The configs are made for training, therefore we need to specify MODEL.WEIGHTS to a model from model zoo for evaluation. This command will run the inference and save the results in the local path.

To run on cpu, add MODEL.DEVICE cpu after --opts.
To save outputs to a directory (for images) or a file (for webcam or video), use --output.

Following, we give some visualizations of the model predictions on the demo images.

Gradio Demo for UnSAM with Pre-trained Models (promptable image segmentation)

The following command will pops up a gradio website link in the terminal, on which users can interact with our model. Please download UnSAM/UnSAM+'s checkpoints from the model zoo. For details of the command line arguments, see demo_promptable.py -h or look at its source code to understand its behavior.

To run on cpu, add cpu after --device.

python demo_promptable.py \
    --ckpt /path/to/UnSAM_checkpoint \
    --conf_files configs/semantic_sam_only_sa-1b_swinT.yaml \
    --device gpu

Following, we give some visualizations of the model predictions on the demo images.

Model Evaluation

To evaluate a model's performance on 7 different datasets, please refer to datasets/README.md for instructions on preparing the datasets. Next, select a model from the model zoo, specify the "model_weights", "config_file" and the path to "DETECTRON2_DATASETS" in tools/eval.sh, then run the script.

bash tools/{promptable, whole_image}_eval.sh

Model Zoo

Whole image segmentation

UnSAM achieves the state-of-the-art results on unsupervised image segmentation, using a backbone of ResNet50 and training with only 1% of SA-1B data. We show zero-shot unsupervised image segmentation performance on 7 different datasets, including COCO, LVIS, ADE20K, Entity, SA-1B, Part-ImageNet and PACO.

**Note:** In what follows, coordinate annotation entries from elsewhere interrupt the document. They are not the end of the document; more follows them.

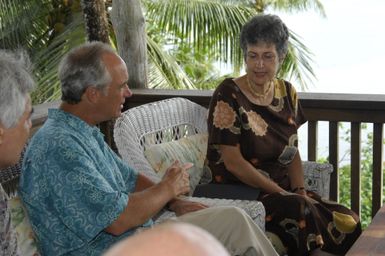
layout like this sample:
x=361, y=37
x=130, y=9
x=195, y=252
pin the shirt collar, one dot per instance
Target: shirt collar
x=73, y=121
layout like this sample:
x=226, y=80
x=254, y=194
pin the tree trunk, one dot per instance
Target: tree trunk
x=95, y=18
x=129, y=26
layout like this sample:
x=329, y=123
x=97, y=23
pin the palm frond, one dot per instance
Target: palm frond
x=296, y=5
x=298, y=63
x=164, y=71
x=47, y=60
x=212, y=24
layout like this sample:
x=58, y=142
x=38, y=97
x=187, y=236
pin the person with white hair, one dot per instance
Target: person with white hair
x=168, y=239
x=82, y=198
x=15, y=111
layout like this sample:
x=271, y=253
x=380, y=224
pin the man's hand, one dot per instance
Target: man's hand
x=181, y=206
x=177, y=179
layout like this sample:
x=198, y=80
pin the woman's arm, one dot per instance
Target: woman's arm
x=295, y=172
x=245, y=171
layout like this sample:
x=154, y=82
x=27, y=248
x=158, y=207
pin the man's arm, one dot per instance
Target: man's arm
x=149, y=198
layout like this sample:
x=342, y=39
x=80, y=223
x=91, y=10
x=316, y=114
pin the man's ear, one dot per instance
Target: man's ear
x=92, y=94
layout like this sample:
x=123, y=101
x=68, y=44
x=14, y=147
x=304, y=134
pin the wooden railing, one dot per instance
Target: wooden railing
x=333, y=108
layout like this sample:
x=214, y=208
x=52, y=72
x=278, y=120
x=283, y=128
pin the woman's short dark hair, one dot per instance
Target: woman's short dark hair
x=268, y=29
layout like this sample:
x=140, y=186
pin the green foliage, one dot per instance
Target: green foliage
x=185, y=39
x=366, y=177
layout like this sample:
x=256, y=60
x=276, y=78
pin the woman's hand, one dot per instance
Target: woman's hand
x=180, y=206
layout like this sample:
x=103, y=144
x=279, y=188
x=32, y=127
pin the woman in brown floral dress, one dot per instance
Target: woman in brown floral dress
x=253, y=122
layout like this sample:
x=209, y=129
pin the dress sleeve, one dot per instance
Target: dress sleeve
x=223, y=121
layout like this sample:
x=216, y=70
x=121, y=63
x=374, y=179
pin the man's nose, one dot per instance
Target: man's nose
x=127, y=92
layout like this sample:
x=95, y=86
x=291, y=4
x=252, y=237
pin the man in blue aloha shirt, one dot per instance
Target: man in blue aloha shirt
x=81, y=197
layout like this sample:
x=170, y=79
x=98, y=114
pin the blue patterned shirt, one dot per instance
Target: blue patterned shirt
x=74, y=186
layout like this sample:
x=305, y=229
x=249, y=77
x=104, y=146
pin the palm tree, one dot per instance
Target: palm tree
x=213, y=27
x=49, y=28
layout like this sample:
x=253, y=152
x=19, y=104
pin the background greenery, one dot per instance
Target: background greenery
x=186, y=39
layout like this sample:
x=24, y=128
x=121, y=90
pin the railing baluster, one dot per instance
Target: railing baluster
x=333, y=159
x=312, y=131
x=377, y=167
x=355, y=162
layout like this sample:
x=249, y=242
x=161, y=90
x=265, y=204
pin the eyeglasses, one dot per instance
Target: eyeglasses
x=266, y=58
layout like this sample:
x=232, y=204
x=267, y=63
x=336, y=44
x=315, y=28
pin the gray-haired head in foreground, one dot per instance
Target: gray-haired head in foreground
x=265, y=28
x=83, y=67
x=15, y=84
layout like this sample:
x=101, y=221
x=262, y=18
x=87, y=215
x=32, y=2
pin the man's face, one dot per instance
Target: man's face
x=12, y=140
x=111, y=102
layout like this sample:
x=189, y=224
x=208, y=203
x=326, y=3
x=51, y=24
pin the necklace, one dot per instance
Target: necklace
x=257, y=94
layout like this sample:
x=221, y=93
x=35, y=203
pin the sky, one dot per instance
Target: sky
x=348, y=45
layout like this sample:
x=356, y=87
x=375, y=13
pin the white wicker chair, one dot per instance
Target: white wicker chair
x=172, y=119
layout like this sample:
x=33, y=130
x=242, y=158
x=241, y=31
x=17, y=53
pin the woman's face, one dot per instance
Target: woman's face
x=262, y=63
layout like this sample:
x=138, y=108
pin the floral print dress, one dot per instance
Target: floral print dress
x=267, y=137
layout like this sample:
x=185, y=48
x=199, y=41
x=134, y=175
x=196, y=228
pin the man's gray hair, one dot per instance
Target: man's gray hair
x=15, y=84
x=83, y=67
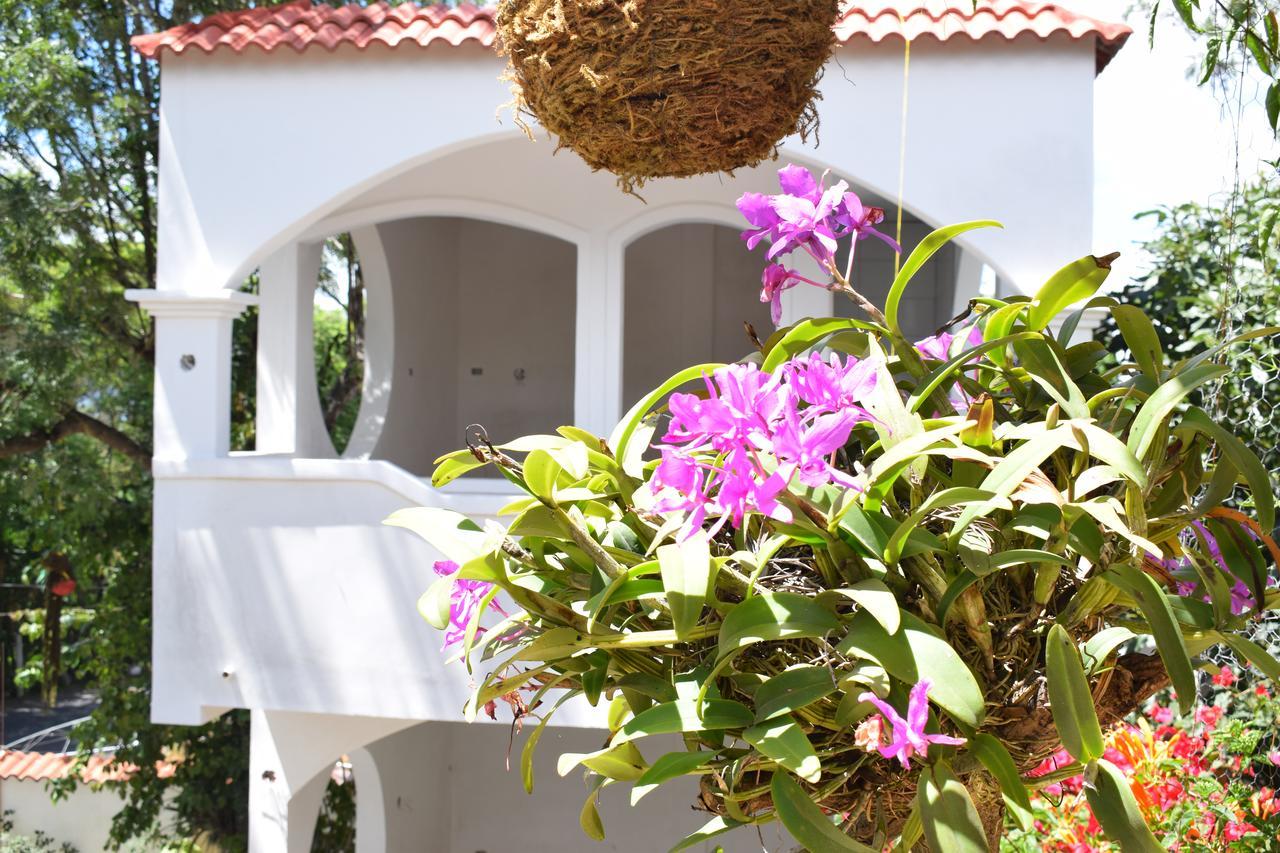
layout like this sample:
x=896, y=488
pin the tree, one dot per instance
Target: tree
x=78, y=150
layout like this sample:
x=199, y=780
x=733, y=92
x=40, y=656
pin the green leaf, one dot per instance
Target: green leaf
x=1255, y=655
x=681, y=715
x=589, y=819
x=1075, y=282
x=955, y=496
x=771, y=616
x=434, y=603
x=1244, y=461
x=997, y=761
x=1141, y=337
x=1070, y=698
x=914, y=653
x=453, y=465
x=805, y=821
x=926, y=250
x=1155, y=410
x=542, y=471
x=874, y=597
x=711, y=829
x=947, y=812
x=621, y=437
x=1112, y=803
x=686, y=576
x=451, y=533
x=667, y=767
x=803, y=336
x=620, y=761
x=782, y=740
x=1160, y=616
x=1101, y=646
x=795, y=688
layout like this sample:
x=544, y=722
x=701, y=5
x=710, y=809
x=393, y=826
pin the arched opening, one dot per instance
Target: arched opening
x=483, y=332
x=689, y=288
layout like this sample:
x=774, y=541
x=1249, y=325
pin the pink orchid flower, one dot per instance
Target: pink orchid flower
x=908, y=737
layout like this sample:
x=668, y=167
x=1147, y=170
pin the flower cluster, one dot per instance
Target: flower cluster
x=805, y=217
x=1201, y=780
x=1242, y=597
x=464, y=602
x=735, y=450
x=906, y=737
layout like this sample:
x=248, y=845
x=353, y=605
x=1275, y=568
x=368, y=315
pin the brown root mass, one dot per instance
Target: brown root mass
x=649, y=89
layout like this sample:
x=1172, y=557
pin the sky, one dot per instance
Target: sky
x=1159, y=137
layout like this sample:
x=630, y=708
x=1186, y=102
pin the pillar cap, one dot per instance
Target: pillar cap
x=192, y=304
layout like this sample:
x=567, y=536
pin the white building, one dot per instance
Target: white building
x=506, y=287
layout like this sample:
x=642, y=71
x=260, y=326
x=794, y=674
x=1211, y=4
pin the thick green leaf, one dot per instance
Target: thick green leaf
x=1255, y=655
x=681, y=715
x=667, y=767
x=453, y=465
x=711, y=829
x=914, y=653
x=618, y=761
x=997, y=761
x=686, y=576
x=955, y=496
x=805, y=821
x=782, y=740
x=1075, y=282
x=1070, y=698
x=1112, y=803
x=621, y=437
x=1155, y=410
x=1141, y=337
x=803, y=336
x=1100, y=647
x=435, y=602
x=1160, y=616
x=795, y=688
x=451, y=533
x=771, y=616
x=1244, y=460
x=947, y=812
x=918, y=258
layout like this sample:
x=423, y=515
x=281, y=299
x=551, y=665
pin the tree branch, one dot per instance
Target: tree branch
x=77, y=423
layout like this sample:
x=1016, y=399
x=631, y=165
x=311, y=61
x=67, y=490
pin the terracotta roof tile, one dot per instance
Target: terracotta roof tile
x=302, y=23
x=39, y=766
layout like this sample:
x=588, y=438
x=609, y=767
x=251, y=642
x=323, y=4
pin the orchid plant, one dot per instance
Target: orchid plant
x=872, y=582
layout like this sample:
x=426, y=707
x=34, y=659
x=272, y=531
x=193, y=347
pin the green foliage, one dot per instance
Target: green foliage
x=1000, y=509
x=1212, y=273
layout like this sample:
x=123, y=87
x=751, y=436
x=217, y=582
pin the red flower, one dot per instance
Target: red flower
x=1234, y=831
x=1210, y=716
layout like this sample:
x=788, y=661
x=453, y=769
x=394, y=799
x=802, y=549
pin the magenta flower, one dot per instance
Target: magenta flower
x=832, y=386
x=464, y=602
x=776, y=279
x=908, y=737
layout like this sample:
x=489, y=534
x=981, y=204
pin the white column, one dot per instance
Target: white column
x=288, y=405
x=805, y=301
x=598, y=360
x=193, y=369
x=969, y=269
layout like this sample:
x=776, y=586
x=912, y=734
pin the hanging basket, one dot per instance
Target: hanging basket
x=652, y=89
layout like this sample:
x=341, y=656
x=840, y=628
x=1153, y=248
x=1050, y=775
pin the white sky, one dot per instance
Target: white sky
x=1159, y=137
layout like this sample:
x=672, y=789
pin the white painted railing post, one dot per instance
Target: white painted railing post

Methods	Models	Backbone	# of Train Images	Avg.	COCO	LVIS	ADE20K	Entity	SA-1B	PtIn	PACO
Prev. Unsup. SOTA	-	ViT-Base	0.2M	30.1	30.5	29.1	31.1	33.5	33.3	36.0	17.1
UnSAM (ours)	-	ResNet50	0.1M	39.2	40.5	37.7	35.7	39.6	41.9	51.6	27.5
UnSAM (ours)	download	ResNet50	0.4M	41.1	42.0	40.5	37.5	41.0	44.5	52.7	29.7

UnSAM+ can outperform SAM on most experimented benchmarks (including SA-1B), when training UnSAM on 1% of SA-1B with both ground truth masks and our unsupervised labels. This demonstrates that the supervised SAM can also benefit from our self-supervised labels.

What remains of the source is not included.